Companies need better ways to assess their spending on sponsorships, according to a new report conducted by the Association of National Advertisers and the Marketing Accountability Standards Board.
Spending on sponsorships has grown to $24.2 billion in 2018, up 41% since the ANA’s first sponsorship measurement study in 2010, but progress on gauging the business impact and return on investment has been marginal, the new report said.
“Despite the continued growth of sponsorship investment and the repeated sentiment from marketers that there is a need for improved measurement and assessment, there has been little progress toward this goal,” said ANA CEO Bob Liodice. “It’s time for the industry to substantially upgrade sponsorship accountability, and this report is a material step in the right direction.”
Only a bit more than half of the companies that have a defined measurement process have a sponsorship measurement budget, the survey found.

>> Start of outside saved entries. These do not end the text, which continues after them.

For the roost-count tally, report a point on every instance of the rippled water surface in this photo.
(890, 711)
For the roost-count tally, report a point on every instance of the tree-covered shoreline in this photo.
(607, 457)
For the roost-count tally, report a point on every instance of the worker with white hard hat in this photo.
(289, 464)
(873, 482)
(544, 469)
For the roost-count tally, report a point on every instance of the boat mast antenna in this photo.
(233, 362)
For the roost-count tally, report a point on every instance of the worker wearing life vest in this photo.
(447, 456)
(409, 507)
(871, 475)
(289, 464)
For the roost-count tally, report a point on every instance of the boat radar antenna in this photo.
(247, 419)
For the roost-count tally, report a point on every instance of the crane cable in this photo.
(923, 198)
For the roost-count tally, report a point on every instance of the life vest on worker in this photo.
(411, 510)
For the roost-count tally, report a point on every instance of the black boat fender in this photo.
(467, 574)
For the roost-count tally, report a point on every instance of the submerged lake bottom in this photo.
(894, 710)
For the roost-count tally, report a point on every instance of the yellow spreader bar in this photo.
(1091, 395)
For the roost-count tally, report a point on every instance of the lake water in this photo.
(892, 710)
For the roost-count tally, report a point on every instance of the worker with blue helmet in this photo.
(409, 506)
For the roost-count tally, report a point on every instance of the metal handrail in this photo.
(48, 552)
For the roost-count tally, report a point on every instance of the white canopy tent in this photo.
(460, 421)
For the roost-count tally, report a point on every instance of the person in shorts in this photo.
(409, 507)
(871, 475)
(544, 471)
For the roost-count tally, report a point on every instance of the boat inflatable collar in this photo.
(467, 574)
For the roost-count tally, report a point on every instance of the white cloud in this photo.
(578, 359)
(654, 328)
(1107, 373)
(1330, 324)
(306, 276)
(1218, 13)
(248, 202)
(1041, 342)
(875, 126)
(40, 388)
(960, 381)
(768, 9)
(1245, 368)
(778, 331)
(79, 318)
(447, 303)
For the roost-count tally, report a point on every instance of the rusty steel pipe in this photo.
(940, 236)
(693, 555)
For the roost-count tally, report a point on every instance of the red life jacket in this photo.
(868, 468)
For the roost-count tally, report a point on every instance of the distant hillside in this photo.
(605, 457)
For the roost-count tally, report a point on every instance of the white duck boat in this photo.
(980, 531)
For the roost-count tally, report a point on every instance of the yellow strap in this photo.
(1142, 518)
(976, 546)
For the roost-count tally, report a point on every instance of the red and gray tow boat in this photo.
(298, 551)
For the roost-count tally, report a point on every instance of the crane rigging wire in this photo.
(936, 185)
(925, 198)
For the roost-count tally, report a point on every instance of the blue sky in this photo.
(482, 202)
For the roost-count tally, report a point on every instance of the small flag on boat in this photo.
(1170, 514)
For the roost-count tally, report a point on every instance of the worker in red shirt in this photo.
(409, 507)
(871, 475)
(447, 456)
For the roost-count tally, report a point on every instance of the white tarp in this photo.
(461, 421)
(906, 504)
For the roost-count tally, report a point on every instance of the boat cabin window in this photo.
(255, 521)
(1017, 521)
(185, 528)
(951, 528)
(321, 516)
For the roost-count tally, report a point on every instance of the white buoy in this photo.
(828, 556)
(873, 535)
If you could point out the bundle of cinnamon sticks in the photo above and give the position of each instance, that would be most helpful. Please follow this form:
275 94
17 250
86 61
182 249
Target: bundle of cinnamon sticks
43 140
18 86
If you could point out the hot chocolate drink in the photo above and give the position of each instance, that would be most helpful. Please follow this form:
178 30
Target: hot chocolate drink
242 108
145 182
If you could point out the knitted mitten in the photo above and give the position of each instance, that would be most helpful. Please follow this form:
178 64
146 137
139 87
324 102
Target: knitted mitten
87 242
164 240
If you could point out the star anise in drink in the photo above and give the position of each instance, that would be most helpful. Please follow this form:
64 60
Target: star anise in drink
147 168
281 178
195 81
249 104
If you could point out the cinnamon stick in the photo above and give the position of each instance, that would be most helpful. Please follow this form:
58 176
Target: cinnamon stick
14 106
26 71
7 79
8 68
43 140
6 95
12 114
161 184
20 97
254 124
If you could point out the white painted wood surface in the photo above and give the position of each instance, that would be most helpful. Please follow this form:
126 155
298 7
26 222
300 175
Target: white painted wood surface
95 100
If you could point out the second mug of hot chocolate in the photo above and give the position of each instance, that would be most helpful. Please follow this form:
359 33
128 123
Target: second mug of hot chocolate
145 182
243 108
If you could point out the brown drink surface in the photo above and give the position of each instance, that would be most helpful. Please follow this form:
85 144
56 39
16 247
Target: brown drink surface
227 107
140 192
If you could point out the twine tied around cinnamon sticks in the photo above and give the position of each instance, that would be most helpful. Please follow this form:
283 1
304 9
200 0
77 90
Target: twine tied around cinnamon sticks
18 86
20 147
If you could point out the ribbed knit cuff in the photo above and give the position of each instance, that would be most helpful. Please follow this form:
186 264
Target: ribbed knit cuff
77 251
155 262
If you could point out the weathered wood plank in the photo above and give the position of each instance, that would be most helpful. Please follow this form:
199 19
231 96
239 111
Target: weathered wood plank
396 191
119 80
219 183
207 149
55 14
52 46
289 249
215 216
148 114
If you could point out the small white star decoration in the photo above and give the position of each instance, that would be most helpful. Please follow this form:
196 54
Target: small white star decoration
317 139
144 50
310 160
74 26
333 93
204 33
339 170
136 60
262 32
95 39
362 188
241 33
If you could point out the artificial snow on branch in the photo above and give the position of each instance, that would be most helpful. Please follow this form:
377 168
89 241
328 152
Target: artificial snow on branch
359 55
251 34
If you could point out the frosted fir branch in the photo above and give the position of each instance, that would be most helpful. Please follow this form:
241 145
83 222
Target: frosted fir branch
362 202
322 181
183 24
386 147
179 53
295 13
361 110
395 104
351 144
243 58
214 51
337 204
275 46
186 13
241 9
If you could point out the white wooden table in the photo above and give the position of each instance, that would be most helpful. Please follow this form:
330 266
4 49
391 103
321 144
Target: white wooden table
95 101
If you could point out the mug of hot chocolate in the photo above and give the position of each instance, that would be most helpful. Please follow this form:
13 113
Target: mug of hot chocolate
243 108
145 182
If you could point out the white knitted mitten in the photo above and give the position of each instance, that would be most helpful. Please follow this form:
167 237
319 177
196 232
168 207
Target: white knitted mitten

Most spend about 5% of the cost of the sponsorship on measurement.
Marketers look at return on investment, which looks at the financial returns from a sponsorship, and return on objective, which look at changes in awareness and consumers’ attitude toward the brand.
The study says marketers want advanced sponsorship measurement.
Among the things marketers want to know is how spending on a sponsorship compares in generated impressions to buying paid media.
The report recommended that marketers begin challenging the measurement community to assist with additional perspective and prioritize brand preference attribution for sponsorship, in addition to developing guidelines, benchmarks, and best practices.
“The survey points out the continuing, unmet need for more sophisticated sponsorship measurement and valuation practices,” said MASB president and CEO Tony Pace. “Developing and disseminating such practices is the next step for the MASB’s Sponsorship Accountability Metrics Project team."